Of all the animals of prey, man is the only sociable one.
Every one of us preys upon his neighbour, and yet we herd together.
The Beggar's Opera: John Gay

Friday 6 August 2010

'Too little too late' for dementia

If you start losing your marbles, you'd expect someone to notice. After all, even if you are blissfully unaware, your nearest and dearest will surely notice something is wrong.

But not, it seems, your GP. A report in the British Medical Journal accuses doctors of doing 'too little too late' to diagnose dementia. The Chair of the Royal College of GPs agrees, calling the study a 'wake-up call for GPs'.

So what happens when a relative gets more than a a bit forgetful and the family try and get something done?

First of all you ask the sufferer to go to the GP, but that's no good; they may get as far as the surgery, if you're lucky, but once they're in there, they forget what they were supposed to ask.

So you try again - ring the surgery and ask for help. Tough luck - there's the Data Protection Act: "We can't talk to you about another patient - it's confidential". The same thing happens when you ring Social Services, the local hospital and anyone else you can think of.

Eventually you've managed to convey the idea that something's badly wrong - so a GP actually turns up unannounced on the doorstep (not so good if you've advised your vulnerable elderly relative not to let strangers into the house).

The GP has a cursory look, checks blood pressure and asks whether your relative smokes (got to get those boxes ticked!), and then comes the crucial question; "Do you know who's Prime Minister?" Quick as a flash, back comes the correct answer. Excellent - job done! No need for more, all's well, goodbye.

Only News 24 is on in the background - and loathing of the current PM is one of your relative's favourite and more lucid topics.
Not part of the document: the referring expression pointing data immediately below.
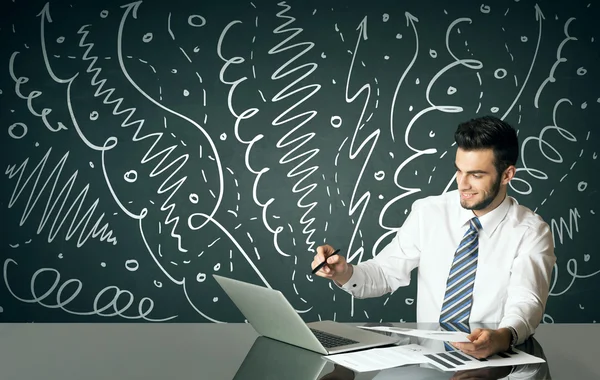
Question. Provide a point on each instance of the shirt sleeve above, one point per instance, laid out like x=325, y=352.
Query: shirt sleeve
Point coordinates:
x=529, y=283
x=390, y=268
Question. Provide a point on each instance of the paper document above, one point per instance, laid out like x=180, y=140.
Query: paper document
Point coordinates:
x=447, y=336
x=381, y=358
x=459, y=361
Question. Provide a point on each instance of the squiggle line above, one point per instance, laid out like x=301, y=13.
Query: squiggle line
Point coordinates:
x=538, y=16
x=572, y=270
x=82, y=224
x=61, y=302
x=468, y=63
x=300, y=141
x=353, y=151
x=536, y=173
x=559, y=60
x=246, y=114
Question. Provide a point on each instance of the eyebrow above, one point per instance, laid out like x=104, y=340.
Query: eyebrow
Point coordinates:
x=472, y=171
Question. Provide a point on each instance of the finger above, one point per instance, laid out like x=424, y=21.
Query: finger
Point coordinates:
x=320, y=253
x=474, y=334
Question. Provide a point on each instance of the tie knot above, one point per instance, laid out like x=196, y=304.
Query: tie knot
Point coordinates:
x=475, y=224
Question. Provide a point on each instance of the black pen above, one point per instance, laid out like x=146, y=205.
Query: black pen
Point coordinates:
x=318, y=267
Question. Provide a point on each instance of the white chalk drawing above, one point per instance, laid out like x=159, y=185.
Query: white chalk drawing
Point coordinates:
x=196, y=141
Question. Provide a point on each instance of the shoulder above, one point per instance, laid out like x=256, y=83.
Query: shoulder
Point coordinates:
x=523, y=217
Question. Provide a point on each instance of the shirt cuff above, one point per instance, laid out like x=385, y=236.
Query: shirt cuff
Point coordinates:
x=356, y=282
x=519, y=327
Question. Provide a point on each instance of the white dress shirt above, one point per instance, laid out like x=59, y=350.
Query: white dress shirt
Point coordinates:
x=516, y=258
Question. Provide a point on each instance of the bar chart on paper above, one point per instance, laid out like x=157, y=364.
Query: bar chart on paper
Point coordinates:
x=458, y=361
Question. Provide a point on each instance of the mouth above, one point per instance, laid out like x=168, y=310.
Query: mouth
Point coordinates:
x=467, y=196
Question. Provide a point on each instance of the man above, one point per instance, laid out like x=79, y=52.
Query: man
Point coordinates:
x=482, y=257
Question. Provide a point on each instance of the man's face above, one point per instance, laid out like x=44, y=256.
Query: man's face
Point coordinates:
x=477, y=180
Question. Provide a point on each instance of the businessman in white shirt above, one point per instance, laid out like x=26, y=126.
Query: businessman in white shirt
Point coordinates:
x=481, y=257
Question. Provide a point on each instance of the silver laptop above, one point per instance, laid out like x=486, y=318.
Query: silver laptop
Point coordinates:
x=271, y=315
x=271, y=359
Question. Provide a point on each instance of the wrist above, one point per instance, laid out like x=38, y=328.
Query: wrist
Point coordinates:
x=345, y=277
x=506, y=338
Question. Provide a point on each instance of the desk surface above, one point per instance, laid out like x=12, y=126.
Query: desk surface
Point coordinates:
x=229, y=351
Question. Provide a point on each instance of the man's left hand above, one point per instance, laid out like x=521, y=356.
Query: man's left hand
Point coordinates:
x=486, y=342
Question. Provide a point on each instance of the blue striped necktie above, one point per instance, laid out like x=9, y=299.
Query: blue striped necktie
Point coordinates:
x=459, y=287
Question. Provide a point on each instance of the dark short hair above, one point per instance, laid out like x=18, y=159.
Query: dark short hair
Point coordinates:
x=490, y=132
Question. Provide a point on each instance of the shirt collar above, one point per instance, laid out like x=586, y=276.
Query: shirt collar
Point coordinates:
x=491, y=220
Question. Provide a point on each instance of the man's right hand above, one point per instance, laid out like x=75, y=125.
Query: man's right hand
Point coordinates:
x=337, y=268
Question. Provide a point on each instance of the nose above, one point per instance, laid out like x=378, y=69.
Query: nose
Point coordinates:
x=462, y=181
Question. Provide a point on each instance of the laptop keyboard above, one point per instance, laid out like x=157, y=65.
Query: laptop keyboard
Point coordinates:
x=330, y=340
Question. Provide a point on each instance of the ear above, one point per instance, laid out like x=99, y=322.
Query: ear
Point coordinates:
x=508, y=175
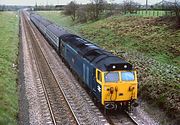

Had the GP enquired further, he might have been surprised to learn that Bobby Robson captains the England team - on a scandalous wage of £300 per week - and that beer has gone up to 8p a pint, but you mustn't grumble because the Secret Police are listening.

Off the record, a health worker tells me that almost all of the patients in his Dementia Unit come in via A&E, having had a fall, injured themselves or been found wandering the streets in a state of confusion.

If you hear about a dementia sufferer in this situation, spare a thought for the family who let things get that far; they may not be neglectful, indifferent or unkind, but just victims of seemingly unbreakable NHS red tape.